Sports Medicine: Little League Elbow
What is little league elbow?
Little league elbow (Medial epicondyle apophysitis) is an overuse injury of the inner side of the elbow. This condition is a disruption of the growth plate at a part of the arm bone (humerus) that is closest to the elbow. Little league elbow affects young athletes that are still growing.
What causes little league elbow?
Little league elbow is caused by repetitive stress to the inner side of the elbow from throwing, causing inflammation to the growth plate. This injury is most often seen in baseball, but it can also be seen in other sports with a lot of throwing.
What are the symptoms of little league elbow?
The primary symptom of little league elbow is pain while throwing. This pain usually gets worse with an increased number of throws or when trying to throw with more velocity. Pain afterwards can last for several days. A loss of extension is often one of the earliest signs of little league elbow as well. The athlete may also say their elbow feels weak and that they have less control over their throws. In severe cases, the elbow may “pop” or be visibly swollen.
How is little league elbow diagnosed?
A physician will use a thorough history and physical examination to determine if an athlete has little league elbow. X-rays and/or MRI may be ordered to determine the severity of the injury and to evaluate for damage to surrounding structures. The physician may also order x-rays of the uninjured elbow to compare to the injured elbow, looking for changes in the growth plate.

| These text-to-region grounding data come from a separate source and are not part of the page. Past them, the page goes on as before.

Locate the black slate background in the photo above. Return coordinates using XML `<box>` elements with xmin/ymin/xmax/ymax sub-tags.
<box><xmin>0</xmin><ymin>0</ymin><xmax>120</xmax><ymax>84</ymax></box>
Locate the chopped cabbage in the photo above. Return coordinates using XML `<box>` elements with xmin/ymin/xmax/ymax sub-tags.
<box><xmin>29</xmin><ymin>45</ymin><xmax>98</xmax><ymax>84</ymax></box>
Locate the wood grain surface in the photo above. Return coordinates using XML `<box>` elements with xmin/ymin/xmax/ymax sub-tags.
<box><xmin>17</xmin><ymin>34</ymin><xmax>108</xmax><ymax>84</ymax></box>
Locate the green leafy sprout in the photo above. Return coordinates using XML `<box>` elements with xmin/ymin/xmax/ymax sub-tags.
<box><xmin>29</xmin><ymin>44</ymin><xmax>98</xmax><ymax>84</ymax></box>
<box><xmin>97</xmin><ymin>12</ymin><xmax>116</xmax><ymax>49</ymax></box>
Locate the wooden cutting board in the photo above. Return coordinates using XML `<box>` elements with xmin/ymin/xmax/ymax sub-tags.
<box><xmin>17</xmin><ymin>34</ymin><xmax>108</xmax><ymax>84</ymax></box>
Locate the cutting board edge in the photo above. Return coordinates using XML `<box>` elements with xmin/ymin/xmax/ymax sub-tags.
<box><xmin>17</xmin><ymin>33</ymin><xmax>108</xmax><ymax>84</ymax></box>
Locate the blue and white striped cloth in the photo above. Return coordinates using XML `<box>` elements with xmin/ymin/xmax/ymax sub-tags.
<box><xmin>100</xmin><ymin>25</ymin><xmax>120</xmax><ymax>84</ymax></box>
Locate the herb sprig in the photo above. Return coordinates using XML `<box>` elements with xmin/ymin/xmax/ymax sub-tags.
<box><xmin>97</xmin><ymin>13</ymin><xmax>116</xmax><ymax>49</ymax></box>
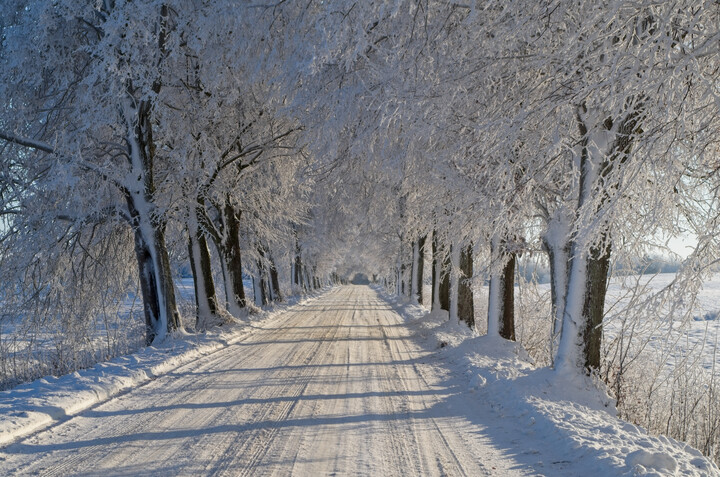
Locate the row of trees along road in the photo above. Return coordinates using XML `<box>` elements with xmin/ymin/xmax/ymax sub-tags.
<box><xmin>0</xmin><ymin>1</ymin><xmax>334</xmax><ymax>349</ymax></box>
<box><xmin>2</xmin><ymin>0</ymin><xmax>720</xmax><ymax>465</ymax></box>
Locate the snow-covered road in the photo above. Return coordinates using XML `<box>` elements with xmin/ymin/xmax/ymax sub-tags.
<box><xmin>0</xmin><ymin>286</ymin><xmax>515</xmax><ymax>476</ymax></box>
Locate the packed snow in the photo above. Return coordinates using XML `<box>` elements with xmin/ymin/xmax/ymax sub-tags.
<box><xmin>0</xmin><ymin>285</ymin><xmax>716</xmax><ymax>476</ymax></box>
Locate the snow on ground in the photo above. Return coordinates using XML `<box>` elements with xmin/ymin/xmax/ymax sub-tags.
<box><xmin>603</xmin><ymin>273</ymin><xmax>720</xmax><ymax>370</ymax></box>
<box><xmin>0</xmin><ymin>284</ymin><xmax>717</xmax><ymax>476</ymax></box>
<box><xmin>0</xmin><ymin>289</ymin><xmax>324</xmax><ymax>447</ymax></box>
<box><xmin>381</xmin><ymin>288</ymin><xmax>720</xmax><ymax>476</ymax></box>
<box><xmin>0</xmin><ymin>278</ymin><xmax>254</xmax><ymax>391</ymax></box>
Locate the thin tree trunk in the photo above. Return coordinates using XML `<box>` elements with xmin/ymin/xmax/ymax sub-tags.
<box><xmin>439</xmin><ymin>249</ymin><xmax>450</xmax><ymax>312</ymax></box>
<box><xmin>268</xmin><ymin>252</ymin><xmax>283</xmax><ymax>302</ymax></box>
<box><xmin>293</xmin><ymin>238</ymin><xmax>305</xmax><ymax>292</ymax></box>
<box><xmin>411</xmin><ymin>241</ymin><xmax>419</xmax><ymax>303</ymax></box>
<box><xmin>417</xmin><ymin>236</ymin><xmax>426</xmax><ymax>305</ymax></box>
<box><xmin>432</xmin><ymin>233</ymin><xmax>439</xmax><ymax>310</ymax></box>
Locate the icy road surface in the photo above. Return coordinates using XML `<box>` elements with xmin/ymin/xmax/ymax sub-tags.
<box><xmin>0</xmin><ymin>286</ymin><xmax>516</xmax><ymax>476</ymax></box>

What is the treatment for little league elbow?
Rest is the most effective treatment for little league elbow; how much rest depends on the severity of the injury. Physical therapy will be used to strengthen the muscles surrounding the elbow for a return to throwing. Once an athlete is released to begin throwing, a throwing progression should be used in order to slowly build up the elbow’s endurance. In severe cases, the medial epicondyle may be significantly separated from the humerus, and surgery may be required to reattach it.
What is the long term outlook for an athlete with little league elbow?
With proper treatment and rehabilitation, full return to activity is expected. The earlier little league elbow is diagnosed, the shorter the recovery time. If left untreated, this problem may cause long-term damage, including early growth plate closure, joint surface injury and inability to return to throwing.
It is important to follow pitch count guidelines for young athletes to help prevent little league elbow. Pitch count guidelines can be found on www.littleleague.org under the “rules and regulation changes” tab.